Emory Report
December 12, 2005
Volume 58, Number 14


Emory Report homepage  

December 12 , 2005
Stay in touch with weekly news podcast

BY katherine Baust lukens

Even for those people who don’t (yet) have an iPod or similar mp3 player, it’s impossible to miss the vast number of students hopping onto the digital music revolution and sporting those slender white earphones like a fashion accessory.

No longer just a music player, the iPod and its competitors are rapidly transforming the radio broadcast industry—with television and cable following not far behind, now that Apple has expanded the iPod’s utility from storing and reproducing music to “podcasting,” by adding podcasts as a category to its popular iTunes software.

Now, Emory community members interested in a brief synopsis of happenings on campus can catch this new wave and listen to the “Emory Week in Review,” a weekly podcast, written and narrated by Curt Carlson, senior associate vice president of public affairs, and Tiffany Davis, media relations coordinator.

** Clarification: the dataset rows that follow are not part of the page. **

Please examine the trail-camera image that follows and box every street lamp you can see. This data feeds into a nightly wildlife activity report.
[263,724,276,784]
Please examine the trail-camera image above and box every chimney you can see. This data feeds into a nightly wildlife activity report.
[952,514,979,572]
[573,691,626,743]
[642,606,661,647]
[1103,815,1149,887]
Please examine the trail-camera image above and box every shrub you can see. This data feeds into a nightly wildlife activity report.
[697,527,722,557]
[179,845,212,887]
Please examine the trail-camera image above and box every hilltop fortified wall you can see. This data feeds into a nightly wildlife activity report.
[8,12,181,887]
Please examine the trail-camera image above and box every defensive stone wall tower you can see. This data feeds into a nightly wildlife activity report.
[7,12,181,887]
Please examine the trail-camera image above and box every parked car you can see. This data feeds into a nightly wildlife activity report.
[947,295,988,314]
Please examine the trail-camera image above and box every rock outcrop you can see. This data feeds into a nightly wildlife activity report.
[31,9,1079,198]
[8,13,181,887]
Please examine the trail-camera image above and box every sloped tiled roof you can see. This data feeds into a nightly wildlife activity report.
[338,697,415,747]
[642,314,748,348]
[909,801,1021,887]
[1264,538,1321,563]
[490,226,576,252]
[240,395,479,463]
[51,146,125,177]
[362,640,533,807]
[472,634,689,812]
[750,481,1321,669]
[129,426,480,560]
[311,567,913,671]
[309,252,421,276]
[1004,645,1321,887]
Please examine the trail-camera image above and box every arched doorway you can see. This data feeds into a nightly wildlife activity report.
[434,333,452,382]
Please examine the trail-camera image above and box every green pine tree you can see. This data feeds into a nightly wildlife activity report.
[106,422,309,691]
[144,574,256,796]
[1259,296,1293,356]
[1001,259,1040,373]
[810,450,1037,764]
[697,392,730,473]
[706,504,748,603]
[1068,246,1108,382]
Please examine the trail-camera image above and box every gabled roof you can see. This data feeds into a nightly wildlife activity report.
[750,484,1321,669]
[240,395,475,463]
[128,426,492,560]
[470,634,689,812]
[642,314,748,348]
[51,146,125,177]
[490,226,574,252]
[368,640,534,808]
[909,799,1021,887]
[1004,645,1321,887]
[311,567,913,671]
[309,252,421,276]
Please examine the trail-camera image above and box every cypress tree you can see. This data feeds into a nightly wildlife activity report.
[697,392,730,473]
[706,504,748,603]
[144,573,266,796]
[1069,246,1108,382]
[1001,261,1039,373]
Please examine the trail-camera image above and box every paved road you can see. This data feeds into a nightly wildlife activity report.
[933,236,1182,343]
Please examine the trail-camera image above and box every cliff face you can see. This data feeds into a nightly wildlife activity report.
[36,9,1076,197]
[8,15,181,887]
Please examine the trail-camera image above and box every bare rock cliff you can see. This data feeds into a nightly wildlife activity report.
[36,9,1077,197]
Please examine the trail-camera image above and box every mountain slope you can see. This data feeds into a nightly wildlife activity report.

“Alumni who want to stay connected to the University in a new, personal way, and even Emory’s on-campus community members, will find this an appealing way to quickly learn about and experience a taste of happenings in their own backyard,” Carlson said.

In a nutshell, podcasting is a way of distributing audio and visual information via the Internet by automatically transferring the information to a computer. It then can be uploaded to mp3 players or transferred into other portable music formats, allowing users to subscribe to audio content (such as segments of news programming from National Public Radio) beyond music.

“The stories are timely, carry a certain amount of human interest, reinforce the themes of the strategic plan, or have as part of the content a good sound actuality that will add listenability to the story,” Carlson said.

Slowly, universities are beginning to dip their toes into the exploding world of electronic media. For example, Duke University recently gave out free iPods to an incoming freshmen class, and just this semester Emory chemistry Assistant Professor Justin Gallivan started podcasting his lectures.

“The feedback has been overwhelmingly positive,” Gallivan said. “The students love it because they can listen to the podcast anywhere, whether on a bus from Clairmont Campus or on a plane on the way to an interview, and they can replay parts of the lectures as often as they need.”

Gallivan uses what is called an “enhanced podcast,” which has the ability to display artwork. “I use a lot of visuals in my class, and this enables me to have pictures from lectures, pictures of the blackboards, slides and/or links to the Web,” he said. “That way, students can hear my lecture and see the visual at the same time.”

“Just as universities have been ‘print-literate’ over the ages, now is their opportunity to become ‘electronic media-literate’ or ‘video-literate,’ and learn how to communicate with audiences in ever more dynamic and effective ways,” Carlson said. “Our new little podcast is just the tip of the iceberg of what’s possible.”